In general bioremediation can be defined as the process by which organisms transform chemicals.
For our purposes it is the transformation of chemicals considered to be contaminants or pollutants.
Bioremediation is any natural, environmentally friendly process that uses organisms (microorganism, algae and plant) or their enzymes (process known as Cometabolism) to return the polluted environment to its original condition.

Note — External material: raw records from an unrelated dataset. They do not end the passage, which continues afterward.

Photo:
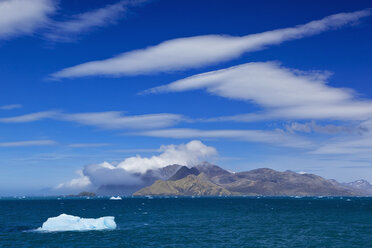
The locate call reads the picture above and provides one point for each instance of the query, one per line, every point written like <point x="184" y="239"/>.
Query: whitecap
<point x="65" y="222"/>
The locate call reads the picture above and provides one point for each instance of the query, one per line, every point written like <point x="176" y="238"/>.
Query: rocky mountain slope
<point x="213" y="180"/>
<point x="190" y="185"/>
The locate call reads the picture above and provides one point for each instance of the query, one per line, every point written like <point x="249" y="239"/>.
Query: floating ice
<point x="115" y="198"/>
<point x="65" y="222"/>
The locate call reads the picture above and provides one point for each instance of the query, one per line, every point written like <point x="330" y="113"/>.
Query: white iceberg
<point x="65" y="222"/>
<point x="115" y="198"/>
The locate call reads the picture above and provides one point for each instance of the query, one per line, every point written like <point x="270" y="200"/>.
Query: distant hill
<point x="209" y="179"/>
<point x="213" y="180"/>
<point x="184" y="171"/>
<point x="191" y="185"/>
<point x="147" y="179"/>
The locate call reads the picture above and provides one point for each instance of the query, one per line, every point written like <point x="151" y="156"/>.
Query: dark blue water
<point x="194" y="222"/>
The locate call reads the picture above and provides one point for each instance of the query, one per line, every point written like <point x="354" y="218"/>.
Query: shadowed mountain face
<point x="208" y="179"/>
<point x="262" y="181"/>
<point x="191" y="185"/>
<point x="270" y="182"/>
<point x="184" y="171"/>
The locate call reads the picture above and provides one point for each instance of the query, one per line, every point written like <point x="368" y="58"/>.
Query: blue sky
<point x="279" y="84"/>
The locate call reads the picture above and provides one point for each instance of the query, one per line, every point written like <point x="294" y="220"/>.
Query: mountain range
<point x="207" y="179"/>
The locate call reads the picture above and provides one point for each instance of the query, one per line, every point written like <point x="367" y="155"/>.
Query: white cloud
<point x="129" y="171"/>
<point x="183" y="154"/>
<point x="20" y="17"/>
<point x="80" y="183"/>
<point x="193" y="52"/>
<point x="68" y="30"/>
<point x="106" y="120"/>
<point x="116" y="120"/>
<point x="11" y="106"/>
<point x="30" y="117"/>
<point x="282" y="93"/>
<point x="360" y="144"/>
<point x="276" y="137"/>
<point x="28" y="143"/>
<point x="312" y="126"/>
<point x="88" y="145"/>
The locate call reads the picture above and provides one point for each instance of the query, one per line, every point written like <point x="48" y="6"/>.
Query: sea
<point x="192" y="222"/>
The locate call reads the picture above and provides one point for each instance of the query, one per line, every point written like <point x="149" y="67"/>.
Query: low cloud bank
<point x="135" y="170"/>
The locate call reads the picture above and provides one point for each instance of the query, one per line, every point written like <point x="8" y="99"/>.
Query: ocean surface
<point x="193" y="222"/>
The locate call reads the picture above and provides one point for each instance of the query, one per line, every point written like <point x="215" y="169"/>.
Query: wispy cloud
<point x="28" y="143"/>
<point x="68" y="30"/>
<point x="30" y="117"/>
<point x="88" y="145"/>
<point x="105" y="120"/>
<point x="11" y="106"/>
<point x="275" y="137"/>
<point x="117" y="120"/>
<point x="309" y="127"/>
<point x="360" y="144"/>
<point x="20" y="17"/>
<point x="281" y="92"/>
<point x="193" y="52"/>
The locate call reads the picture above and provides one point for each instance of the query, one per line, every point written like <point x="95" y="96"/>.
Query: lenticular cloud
<point x="65" y="222"/>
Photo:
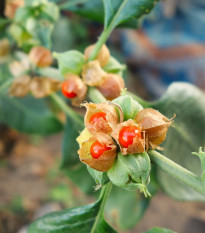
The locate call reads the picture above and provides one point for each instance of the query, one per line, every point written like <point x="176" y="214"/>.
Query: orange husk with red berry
<point x="40" y="56"/>
<point x="93" y="74"/>
<point x="112" y="86"/>
<point x="74" y="88"/>
<point x="155" y="125"/>
<point x="137" y="142"/>
<point x="102" y="57"/>
<point x="103" y="161"/>
<point x="111" y="116"/>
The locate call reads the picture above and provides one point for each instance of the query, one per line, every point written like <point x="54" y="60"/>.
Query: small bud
<point x="155" y="126"/>
<point x="40" y="56"/>
<point x="11" y="7"/>
<point x="42" y="86"/>
<point x="99" y="156"/>
<point x="102" y="117"/>
<point x="74" y="88"/>
<point x="4" y="47"/>
<point x="103" y="55"/>
<point x="20" y="86"/>
<point x="129" y="137"/>
<point x="112" y="86"/>
<point x="93" y="74"/>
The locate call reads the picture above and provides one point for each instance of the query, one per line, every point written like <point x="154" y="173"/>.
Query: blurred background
<point x="168" y="46"/>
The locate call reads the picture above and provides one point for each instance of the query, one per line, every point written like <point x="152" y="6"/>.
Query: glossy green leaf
<point x="84" y="219"/>
<point x="159" y="230"/>
<point x="131" y="172"/>
<point x="187" y="135"/>
<point x="119" y="11"/>
<point x="100" y="178"/>
<point x="70" y="145"/>
<point x="125" y="208"/>
<point x="70" y="62"/>
<point x="92" y="9"/>
<point x="28" y="115"/>
<point x="129" y="106"/>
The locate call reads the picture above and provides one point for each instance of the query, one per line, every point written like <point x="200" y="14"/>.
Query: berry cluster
<point x="106" y="133"/>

MECHANISMS OF BIOREMEDIATION
Contaminant compounds are transformed by living organisms through reactions that take place as a part of their metabolic processes
Organic compounds (contaminants) act as the source of carbon and electrons
Carbon act as the source of cell building material and electrons as the source of energy
Basic mechanism of bioremediation is that microbes catalyses the oxidation of the organic compounds (contaminants) that cause transfer of electrons from organic chemicals to some electron acceptor
ELECTRON ACCEPTORS
In cases where the contaminant preferentially degrades faster aerobically, enhancing bioremediation can be easily accomplished by adding an electron acceptor
There are a number of electron acceptors but oxygen is usually the most efficient
Other electron acceptors include nitrate, iron, and sulfate are used in anaerobic condition
Many chlorinated solvents degrade faster as electron acceptors. In these cases, an electron donor is added to the system to begin the process. As the substrate is metabolized under anaerobic conditions, an electron is released and is then used to replace a chlorine atom on the chlorinated solvent
The ability to cost-effectively provide sufficient electron acceptor adequately distributed through the system is critical to successfully meeting the goals
PRINCIPLE OF BIOREMEDIATION
The principles of bioremediation are based on- Natural attenuation is the simplest method of bioremediation in which
soils are only monitored for variations in pollution concentrations to ensure that the pollutant transformation is active
Bioaugmentation is usually applied in cases where natural active microbial communities are present in low quantities or even absent, wherein the addition of contaminant degrading organisms can accelerate the transformation rates
Biostimulation:The capacity of a microbial population to degrade pollutants can be enhanced also by stimulation of the indigenous microorganisms by addition of nutrients or electron acceptors
RELATIVE BIODEGRADABILITY
The chemical structure of a compound affects biodegradability in following ways-
Degradability decreases as molecular weight increases
Degree of branching decreases degradability
Substitution makes a compound harder to degrade. For example, benzene rings are easier to break down than benzene rings that have undergone substitution
RELATIVE BIODEGRADABILITY
Pesticides
Chlorinated hydrocarbons
Nitrobenzenes and ethers
Alcohols, esters
Aromatic hydrocarbons
Simple hydrocarbons and petroleum fuels
BIOREMEDIABLE CONTAMINANTS
There are a huge number of bioremediable contaminants in the environment
Many of the contaminants are degraded in aerobic condition with the presence of oxygene
Some are degraded in anaerobic condition in absence of oxygene
LIST OF BIOREMEDIABLE CONTAMINANTS
BIOREMEDIATION STRATEGIES
Different techniques are employed depending on the degree of saturation and aeration of an area
There are two strategies for bioremediation:
In situ bioremediation
Ex situ bioremediation
IN SITU BIOREMEDIATION
In situ bioremediation is the application of biological treatment to the cleanup of hazardous chemicals present in the subsurface
The treatment in place without excavation of contaminated soils or sediments
Applied to soil and groundwater at the site with minimal disturbance
The most desirable options due to lower cost and less disturbance
TYPES OF IN SITU BIOREMEDIATION
There are four basic types in situ bioremediation
Bioventing It involves venting of oxygen to stimulate growth of natural or introduced microorganisms.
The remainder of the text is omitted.